Cuando un artista, un poeta o un filósofo - el
tipo de persona a la cual calificamos generalmente como intelectuales- se
aventura a participar en controversias políticas, lo hace siempre a costa de cierto
riesgo. No es que tales cuestiones se hallen fuera de su órbita; por el
contrario, ellas implican en última instancia, los mismos problemas de arte o
de ética que son objeto de su particular incumbencia. Pero la aplicación
inmediata de principios generales es raramente
factible en materia política, la cual se rige por reglas de conveniencia y
oportunismo, es decir por modalidades de conducta que el intelectual no puede
decentemente aceptar.

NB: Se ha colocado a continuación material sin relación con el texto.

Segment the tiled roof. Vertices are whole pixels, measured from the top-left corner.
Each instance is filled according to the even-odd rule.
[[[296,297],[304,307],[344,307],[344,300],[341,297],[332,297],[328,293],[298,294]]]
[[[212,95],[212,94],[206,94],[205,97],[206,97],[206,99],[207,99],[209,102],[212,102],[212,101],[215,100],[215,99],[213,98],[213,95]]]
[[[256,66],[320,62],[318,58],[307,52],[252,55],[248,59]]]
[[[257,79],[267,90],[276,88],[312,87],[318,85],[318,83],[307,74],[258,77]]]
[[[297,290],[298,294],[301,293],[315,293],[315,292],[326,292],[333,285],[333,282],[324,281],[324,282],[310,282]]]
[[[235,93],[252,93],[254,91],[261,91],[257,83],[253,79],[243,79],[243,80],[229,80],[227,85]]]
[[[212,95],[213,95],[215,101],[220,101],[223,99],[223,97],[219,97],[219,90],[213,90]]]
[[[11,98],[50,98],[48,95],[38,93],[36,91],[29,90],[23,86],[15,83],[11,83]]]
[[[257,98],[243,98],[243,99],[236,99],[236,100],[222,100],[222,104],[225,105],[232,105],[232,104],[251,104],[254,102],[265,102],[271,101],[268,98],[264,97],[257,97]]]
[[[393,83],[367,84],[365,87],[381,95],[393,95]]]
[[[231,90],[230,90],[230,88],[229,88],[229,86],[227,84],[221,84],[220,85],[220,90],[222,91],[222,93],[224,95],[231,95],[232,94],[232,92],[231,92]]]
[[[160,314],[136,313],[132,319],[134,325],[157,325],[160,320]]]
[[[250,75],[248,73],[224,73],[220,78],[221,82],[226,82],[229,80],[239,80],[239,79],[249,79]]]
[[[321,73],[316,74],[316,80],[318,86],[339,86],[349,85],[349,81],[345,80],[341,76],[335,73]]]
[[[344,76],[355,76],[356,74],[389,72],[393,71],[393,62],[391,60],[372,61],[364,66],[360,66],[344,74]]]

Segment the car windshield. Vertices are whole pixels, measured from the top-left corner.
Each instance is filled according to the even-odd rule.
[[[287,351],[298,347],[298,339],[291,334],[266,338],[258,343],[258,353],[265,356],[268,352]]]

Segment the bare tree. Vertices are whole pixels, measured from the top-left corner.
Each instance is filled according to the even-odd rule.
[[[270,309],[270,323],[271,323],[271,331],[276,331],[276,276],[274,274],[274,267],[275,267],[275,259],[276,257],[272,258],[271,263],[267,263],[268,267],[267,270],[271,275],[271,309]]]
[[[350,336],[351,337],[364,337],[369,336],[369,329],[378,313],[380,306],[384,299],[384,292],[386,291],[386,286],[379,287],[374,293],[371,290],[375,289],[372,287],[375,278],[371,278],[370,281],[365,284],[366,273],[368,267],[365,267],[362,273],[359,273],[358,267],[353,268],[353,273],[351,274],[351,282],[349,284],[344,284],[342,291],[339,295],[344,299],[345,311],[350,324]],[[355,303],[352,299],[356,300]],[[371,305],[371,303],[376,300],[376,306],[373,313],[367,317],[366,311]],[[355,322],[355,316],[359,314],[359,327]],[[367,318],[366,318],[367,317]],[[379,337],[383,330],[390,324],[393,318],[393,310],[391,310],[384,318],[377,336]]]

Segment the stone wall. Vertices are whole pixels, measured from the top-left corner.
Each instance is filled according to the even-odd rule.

Sin embargo, en la medida en que su equidistancia
intelectual, que equivale simplemente al método científico, lo conduce a
conclusiones definidas, el intelectual debe declarar su posición política. Pero
ocurre que el poeta se halla en ese sentido en una situación más difícil que la
mayoría de sus congéneres. El poeta es un ser de intuiciones y simpatías y por
su naturaleza de tal tiende a rehuir actitudes definidas y doctrinarias. Ligado
al cambiante proceso de la realidad, no puede adherir a las normas estáticas de
una política determinadas. Sus dos deberes fundamentales son reflejar al mundo
tal cual es él, imaginarlo tal como podría ser. En el sentido de Shelley, el
poeta es un legislador, pero la Cámara de los Poetas tiene menos poder aún que
la Cámara de los Lores. Privado de franquicias a causa de su falta de radicación
en alguna entidad constituida, vagando sin fe en la tierra de nadie de su
propia imaginación, el poeta no puede, sin renunciar a su función esencial,
instruirse en los fríos conventículos de un partido político. No es su orgullo
lo que le mantiene fuera, sino más bien su humanidad, su devoción a la compleja
totalidad de lo humano; es, en el sentido preciso del término, su magnanimidad.